Ebbene le cose cambiarono con l’avvento di Leone XIII, che succedette a Pio IX, ancora un papa re, che regnava sullo Stato temporale della Chiesa. Come il papa Leone di allora anche il papa Leone di oggi si trova a governare in un’epoca di grande cambiamento e nel contesto di una nuova rivoluzione industriale, legata, per usare le sue stesse parole, “agli sviluppi dell’intelligenza artificiale, che comportano nuove sfide per la difesa della dignità umana, della giustizia e del lavoro”. A fine Ottocento, nel pieno della prima grande rivoluzione industriale, con nuovi soggetti, la classe operaia, il capitalismo e il socialismo Leone XIII fondò le basi della dottrina sociale della Chiesa con l’enciclica Rerum Novarum del 1891: la terza via tra il capitalismo selvaggio con lo sfruttamento dei lavoratori e la lotta di classe con l’abolizione della proprietà privata. “Tra le cose nuove una era la divitiarum in exiguo numero affluentia, in multitudine inopia: l’essersi accumulata la ricchezza in poche mani e largamente estesa la povertà”. Con ciò Giuseppe Toniolo, il ghost writer dell’Enciclica, descriveva la globalizzazione di fine ‘800. “Parole che Leone XIV pare condividere per descrivere la globalizzazione degli anni Duemila”, come scrive bene Giovanni Cominelli il 13 maggio su Italia Oggi.

Furono così gettate le basi dell’associazionismo cattolico, dei sindacati e delle cooperative bianche.
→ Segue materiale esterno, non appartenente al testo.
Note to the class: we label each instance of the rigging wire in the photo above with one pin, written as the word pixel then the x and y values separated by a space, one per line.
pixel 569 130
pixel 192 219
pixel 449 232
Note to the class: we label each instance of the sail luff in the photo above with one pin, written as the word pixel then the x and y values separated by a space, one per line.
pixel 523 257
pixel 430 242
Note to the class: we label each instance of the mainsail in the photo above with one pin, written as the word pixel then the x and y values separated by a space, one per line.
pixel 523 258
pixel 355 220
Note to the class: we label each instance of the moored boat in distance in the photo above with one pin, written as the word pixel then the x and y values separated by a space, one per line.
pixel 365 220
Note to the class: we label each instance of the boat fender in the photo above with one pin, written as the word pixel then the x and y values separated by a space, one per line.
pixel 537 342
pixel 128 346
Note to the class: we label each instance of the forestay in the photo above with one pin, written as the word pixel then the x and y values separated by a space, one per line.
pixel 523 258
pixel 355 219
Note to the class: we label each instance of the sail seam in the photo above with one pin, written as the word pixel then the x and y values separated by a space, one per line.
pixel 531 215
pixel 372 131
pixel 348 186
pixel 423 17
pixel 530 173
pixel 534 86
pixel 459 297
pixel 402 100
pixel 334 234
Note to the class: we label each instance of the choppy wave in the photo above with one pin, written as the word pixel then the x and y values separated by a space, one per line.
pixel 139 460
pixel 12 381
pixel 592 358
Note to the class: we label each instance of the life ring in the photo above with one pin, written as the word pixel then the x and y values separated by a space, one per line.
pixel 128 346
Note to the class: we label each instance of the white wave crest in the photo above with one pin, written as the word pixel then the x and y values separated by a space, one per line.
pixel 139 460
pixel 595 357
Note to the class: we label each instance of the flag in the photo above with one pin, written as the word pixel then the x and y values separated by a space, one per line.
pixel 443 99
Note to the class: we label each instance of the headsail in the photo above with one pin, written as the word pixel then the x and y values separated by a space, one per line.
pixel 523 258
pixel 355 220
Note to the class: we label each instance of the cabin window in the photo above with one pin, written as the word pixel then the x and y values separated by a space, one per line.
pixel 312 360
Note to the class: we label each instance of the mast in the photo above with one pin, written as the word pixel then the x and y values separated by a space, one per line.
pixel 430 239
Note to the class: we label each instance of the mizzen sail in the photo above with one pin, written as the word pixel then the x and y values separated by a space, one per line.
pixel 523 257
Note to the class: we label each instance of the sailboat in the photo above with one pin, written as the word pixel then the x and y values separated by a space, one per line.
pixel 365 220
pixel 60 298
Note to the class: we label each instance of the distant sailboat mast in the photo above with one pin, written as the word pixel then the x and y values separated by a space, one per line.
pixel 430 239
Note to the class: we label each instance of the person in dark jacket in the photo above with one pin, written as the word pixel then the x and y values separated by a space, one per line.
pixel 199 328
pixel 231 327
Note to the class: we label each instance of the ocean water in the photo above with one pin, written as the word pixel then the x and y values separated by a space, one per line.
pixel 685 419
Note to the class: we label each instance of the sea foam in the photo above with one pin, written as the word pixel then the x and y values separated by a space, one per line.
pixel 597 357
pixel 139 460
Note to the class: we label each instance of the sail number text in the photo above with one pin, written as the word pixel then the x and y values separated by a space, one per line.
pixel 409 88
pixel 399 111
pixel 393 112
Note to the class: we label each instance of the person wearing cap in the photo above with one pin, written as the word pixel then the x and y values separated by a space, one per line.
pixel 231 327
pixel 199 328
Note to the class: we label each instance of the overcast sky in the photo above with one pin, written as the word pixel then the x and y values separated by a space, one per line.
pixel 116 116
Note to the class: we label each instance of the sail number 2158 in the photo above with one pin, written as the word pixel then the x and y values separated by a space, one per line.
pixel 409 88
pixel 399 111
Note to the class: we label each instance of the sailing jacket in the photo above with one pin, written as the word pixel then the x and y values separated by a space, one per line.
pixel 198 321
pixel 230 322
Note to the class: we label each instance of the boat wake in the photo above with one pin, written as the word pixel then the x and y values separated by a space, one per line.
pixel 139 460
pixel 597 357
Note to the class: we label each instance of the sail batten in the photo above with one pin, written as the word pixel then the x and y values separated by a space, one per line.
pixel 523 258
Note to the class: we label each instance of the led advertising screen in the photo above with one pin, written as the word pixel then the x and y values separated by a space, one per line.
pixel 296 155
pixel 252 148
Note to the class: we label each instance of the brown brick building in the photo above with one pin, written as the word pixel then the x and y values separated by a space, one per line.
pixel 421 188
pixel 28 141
Quello che oggi si chiamerebbe “terzo settore”, che come la famiglia, in primis, e le piccole comunità sono luoghi prioritari per la identità e l’agire cristiano. All’apparenza, quello che dice Vance sull’Ordo amoris di Agostino (amare in primo luogo chi è più vicino), ma che per Leone XIV non contraddice la vicinanza e l’accoglienza del prossimo più lontano, come i migranti e gli altri popoli. Anzi, il contrario.

 

Le novità  geopolitiche. Cina e Israele

 

Sul piano geopolitico sembra essere il rapporto con la Cina la parte più in ombra in questi primi giorni di pontificato dopo la mancata elezione al soglio del segretario di Stato Pietro Parolin: non sempre valorizzato da Bergoglio, che pure ne condivideva in pieno il lavoro diplomatico verso Pechino. “L’Asia è il futuro della Chiesa”, ripeteva papa Francesco al cardinale Tagle, altro favorito in conclave. È piuttosto convincente che questo spostamento di voti sia avvenuto in cambio di una rassicurazione che Asia e Cina saranno comunque al centro delle attenzioni del nuovo pontificato. Il tutto a partire da una rivitalizzazione della un po’ troppo dimenticata diplomazia vaticana, che ha avuto una storia gloriosa, eppure mortificata da Bergoglio, il quale anche in geopolitica preferiva agire direttamente.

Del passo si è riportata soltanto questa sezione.